Coldwater, as you might’ve guessed, will enhance the thickness of the ice on your glass. While hot water might seem like a bright idea, it could break the glass by causing what’s known as a thermal shock. This is because the rapid change from one extreme temperature to another might create fractures and breakage, resulting in missed trips and repair costs. 

Additionally, in freezing weather, hot water freezes faster than colder water. So you may simply be worsening your condition. As a general rule, avoid extreme heat or extreme colds when trying to de-ice glass safely. The only time to pour water over your windshield is when the water is lukewarm.

3. Baking Soda

Baking soda works in the same way salt does. It removes ice by dropping the freezing point of water when it mixes with it. Like salt, Baking soda is most effective in areas with moderately cold weather and not extremely cold weather.

Additionally, Baking soda is less alkaline than salt. This makes it less likely to damage bricks or concrete. To use baking soda, mix it with water and apply the mixture to the ice.

4. Rubbing Alcohol

Combine two parts of rubbing alcohol and one part of water. Then apply the solution to your windshield with a spray bottle.

Because alcohol has a freezing point of 5 degrees, compared to 32 degrees for water, the ice on your windshield will melt very quickly. If the ice is thick, you may need to repeat the process until the ice is completely gone.

5. Salt

The most common method for melting ice is to use salt. Salt lowers the freezing point of ice from 32 degrees Fahrenheit to 15 degrees Fahrenheit rather than melting it outright. This implies it won’t function in severe cold, but it’ll work well in locations where the temperature remains between 20- and 30-degrees Fahrenheit.
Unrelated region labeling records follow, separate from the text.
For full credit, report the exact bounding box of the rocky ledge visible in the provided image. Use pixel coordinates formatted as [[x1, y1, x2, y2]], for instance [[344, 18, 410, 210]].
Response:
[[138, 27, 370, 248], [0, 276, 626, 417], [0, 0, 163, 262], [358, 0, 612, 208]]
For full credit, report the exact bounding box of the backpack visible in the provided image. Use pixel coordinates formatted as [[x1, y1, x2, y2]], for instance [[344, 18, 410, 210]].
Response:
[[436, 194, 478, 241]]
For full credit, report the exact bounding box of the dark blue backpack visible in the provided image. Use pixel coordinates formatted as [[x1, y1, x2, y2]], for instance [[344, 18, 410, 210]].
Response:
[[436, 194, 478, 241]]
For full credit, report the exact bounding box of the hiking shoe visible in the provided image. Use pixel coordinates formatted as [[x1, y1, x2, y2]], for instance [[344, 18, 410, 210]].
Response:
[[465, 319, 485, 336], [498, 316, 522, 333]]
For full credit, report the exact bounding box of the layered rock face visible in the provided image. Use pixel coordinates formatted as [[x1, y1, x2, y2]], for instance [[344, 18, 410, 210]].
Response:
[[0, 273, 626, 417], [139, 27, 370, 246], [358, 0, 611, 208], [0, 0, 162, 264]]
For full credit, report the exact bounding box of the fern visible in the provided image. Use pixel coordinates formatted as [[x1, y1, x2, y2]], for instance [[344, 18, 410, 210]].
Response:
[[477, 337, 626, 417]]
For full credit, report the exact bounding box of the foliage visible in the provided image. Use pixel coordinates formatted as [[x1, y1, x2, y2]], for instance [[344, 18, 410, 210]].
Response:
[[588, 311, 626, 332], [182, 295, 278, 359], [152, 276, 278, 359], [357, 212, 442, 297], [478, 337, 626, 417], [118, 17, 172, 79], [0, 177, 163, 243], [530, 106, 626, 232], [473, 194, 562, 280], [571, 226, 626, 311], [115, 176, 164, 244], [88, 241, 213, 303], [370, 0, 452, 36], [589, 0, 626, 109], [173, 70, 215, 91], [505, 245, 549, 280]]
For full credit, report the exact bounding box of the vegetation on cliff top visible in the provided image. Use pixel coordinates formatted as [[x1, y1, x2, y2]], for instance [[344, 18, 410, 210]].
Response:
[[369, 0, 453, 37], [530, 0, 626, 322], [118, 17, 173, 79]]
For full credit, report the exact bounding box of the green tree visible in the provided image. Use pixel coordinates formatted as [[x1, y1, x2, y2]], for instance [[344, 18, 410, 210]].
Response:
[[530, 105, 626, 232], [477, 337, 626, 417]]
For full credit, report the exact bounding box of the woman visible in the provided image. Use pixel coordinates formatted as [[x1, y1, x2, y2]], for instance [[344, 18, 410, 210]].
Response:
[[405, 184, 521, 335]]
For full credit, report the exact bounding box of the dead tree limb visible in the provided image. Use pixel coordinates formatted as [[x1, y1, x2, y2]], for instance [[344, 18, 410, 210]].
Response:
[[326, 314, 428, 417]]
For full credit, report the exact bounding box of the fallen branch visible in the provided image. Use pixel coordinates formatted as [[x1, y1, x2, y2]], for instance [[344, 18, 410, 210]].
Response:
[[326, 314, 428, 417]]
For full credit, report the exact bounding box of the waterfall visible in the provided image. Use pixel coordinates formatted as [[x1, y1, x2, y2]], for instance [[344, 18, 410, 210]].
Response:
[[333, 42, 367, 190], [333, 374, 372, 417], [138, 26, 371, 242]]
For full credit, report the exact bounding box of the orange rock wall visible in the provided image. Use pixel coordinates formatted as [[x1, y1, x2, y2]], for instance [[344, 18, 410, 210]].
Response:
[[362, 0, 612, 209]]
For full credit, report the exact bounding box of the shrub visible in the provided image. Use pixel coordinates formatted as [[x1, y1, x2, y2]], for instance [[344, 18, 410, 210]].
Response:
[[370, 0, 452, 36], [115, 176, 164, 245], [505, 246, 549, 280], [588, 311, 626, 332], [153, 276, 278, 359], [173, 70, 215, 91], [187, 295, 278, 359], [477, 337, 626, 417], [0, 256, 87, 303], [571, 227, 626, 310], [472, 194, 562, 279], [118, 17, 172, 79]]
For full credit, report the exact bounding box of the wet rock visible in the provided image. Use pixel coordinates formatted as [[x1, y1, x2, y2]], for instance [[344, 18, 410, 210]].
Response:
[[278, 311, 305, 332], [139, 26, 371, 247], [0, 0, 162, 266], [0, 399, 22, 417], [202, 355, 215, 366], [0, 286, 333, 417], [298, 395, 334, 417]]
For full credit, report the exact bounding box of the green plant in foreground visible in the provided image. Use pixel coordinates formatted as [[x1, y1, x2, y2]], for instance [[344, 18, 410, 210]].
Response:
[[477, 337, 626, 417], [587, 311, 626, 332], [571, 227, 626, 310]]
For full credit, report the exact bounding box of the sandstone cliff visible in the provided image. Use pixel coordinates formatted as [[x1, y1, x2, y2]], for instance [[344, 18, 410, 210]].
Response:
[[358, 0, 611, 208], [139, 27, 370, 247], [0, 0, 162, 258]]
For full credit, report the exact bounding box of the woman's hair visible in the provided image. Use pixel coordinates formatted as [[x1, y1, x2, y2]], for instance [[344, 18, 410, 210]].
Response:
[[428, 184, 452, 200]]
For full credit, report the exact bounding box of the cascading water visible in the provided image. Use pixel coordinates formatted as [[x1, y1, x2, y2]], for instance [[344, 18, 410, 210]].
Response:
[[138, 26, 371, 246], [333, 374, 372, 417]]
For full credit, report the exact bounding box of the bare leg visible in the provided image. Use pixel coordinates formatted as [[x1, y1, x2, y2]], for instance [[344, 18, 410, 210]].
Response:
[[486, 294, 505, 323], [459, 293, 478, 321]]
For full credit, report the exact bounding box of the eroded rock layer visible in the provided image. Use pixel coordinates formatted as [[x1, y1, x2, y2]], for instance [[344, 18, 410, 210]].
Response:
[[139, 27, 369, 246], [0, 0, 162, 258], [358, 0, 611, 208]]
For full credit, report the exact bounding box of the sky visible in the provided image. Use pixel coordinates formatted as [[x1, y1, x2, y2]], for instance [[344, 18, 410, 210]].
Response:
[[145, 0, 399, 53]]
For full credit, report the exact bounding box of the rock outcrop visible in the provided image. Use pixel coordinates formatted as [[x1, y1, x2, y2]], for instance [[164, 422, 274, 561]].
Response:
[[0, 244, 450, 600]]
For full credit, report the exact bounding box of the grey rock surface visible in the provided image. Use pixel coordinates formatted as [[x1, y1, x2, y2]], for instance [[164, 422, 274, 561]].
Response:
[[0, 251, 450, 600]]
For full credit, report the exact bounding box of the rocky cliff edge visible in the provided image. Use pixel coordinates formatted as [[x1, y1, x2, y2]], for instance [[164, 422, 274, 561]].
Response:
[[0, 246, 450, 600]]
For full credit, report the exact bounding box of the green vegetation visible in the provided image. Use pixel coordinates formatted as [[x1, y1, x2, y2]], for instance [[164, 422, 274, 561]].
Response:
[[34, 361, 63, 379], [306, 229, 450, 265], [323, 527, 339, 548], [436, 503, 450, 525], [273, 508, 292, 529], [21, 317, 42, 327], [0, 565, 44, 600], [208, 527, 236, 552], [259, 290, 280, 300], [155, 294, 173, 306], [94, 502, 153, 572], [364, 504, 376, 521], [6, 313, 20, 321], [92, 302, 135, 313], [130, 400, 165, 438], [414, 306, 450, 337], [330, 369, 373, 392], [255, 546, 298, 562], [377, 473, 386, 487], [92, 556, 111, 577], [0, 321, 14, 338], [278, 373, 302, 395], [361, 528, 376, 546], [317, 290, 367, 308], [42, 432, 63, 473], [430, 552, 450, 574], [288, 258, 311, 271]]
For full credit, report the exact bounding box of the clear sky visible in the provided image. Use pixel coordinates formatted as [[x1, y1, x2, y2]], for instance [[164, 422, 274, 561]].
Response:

To de-ice your windshield safely, mix salt with water and pour the salty water over the ice. Heat is produced as a result of the chemical interaction between salt and water. As saltwater has a lower freezing point than fresh water, it begins to dissolve ice as soon as it comes into contact. Additionally, the salt prevents the glass from freezing again.

Use a plastic ice scraper to remove the ice as it begins to thaw to speed up the process. You should only use a plastic scraper to remove melted ice pieces and should never be pushed against the windshield, as it could damage the glass if used with enough pressure.

While table salt is effective, rock salt is the most prevalent salt used to melt ice. It’s made up entirely of sodium chloride, which comes from subterranean salt mines. Simply put, it’s a harsher variant of table salt.

When using a lot of salt, be cautious since it can harm plants, corrode metal, and destroy concrete over time. It can also irritate pets and leave a residue on your shoes. It’s best to use it sparingly and keep it away from your grass and garden.

Epsom salt and sugar are safer choices. They’re kinder to plants and surfaces but less effective on the ice.

Final Steps

Brush the ice away with a squeegee, soft-bristled brush, ice scraper, windshield wipers, or even a credit card once it has started to break down. Metal scrapers can scratch the glass and ruin the wiper blades, so don’t use them.

Windshield Ice Prevention Techniques

While the techniques listed are quick and effective, they’ll still take some time and effort. The fastest and easiest way to de-ice is to prevent the ice from ever forming in the first place. Here are some ways you can prevent ice formation.

  • Cover Windshield

Ice may be prevented by using a tarp, cardboard, or an old sheet to cover the windshield. Wiper blades, weights, etc., can be used to keep the lid from blowing off.

Covers should only be worn when little to no snowfall is predicted. Ensure you use clean covers as dirty covers might harm your vehicle’s paint.

  • Soak Windshield Covers in De-icer Solution

Soak your covers in a saltwater solution or a water and vinegar solution. Between uses, store the wet cover in a plastic bag.


If you find ice on your windshield, remember these five easy methods to clear it out. If your windshield has already been damaged, you should have it repaired or replaced as soon as possible. A car with a cracked windshield can limit your line of vision and put you at an increased risk of an accident.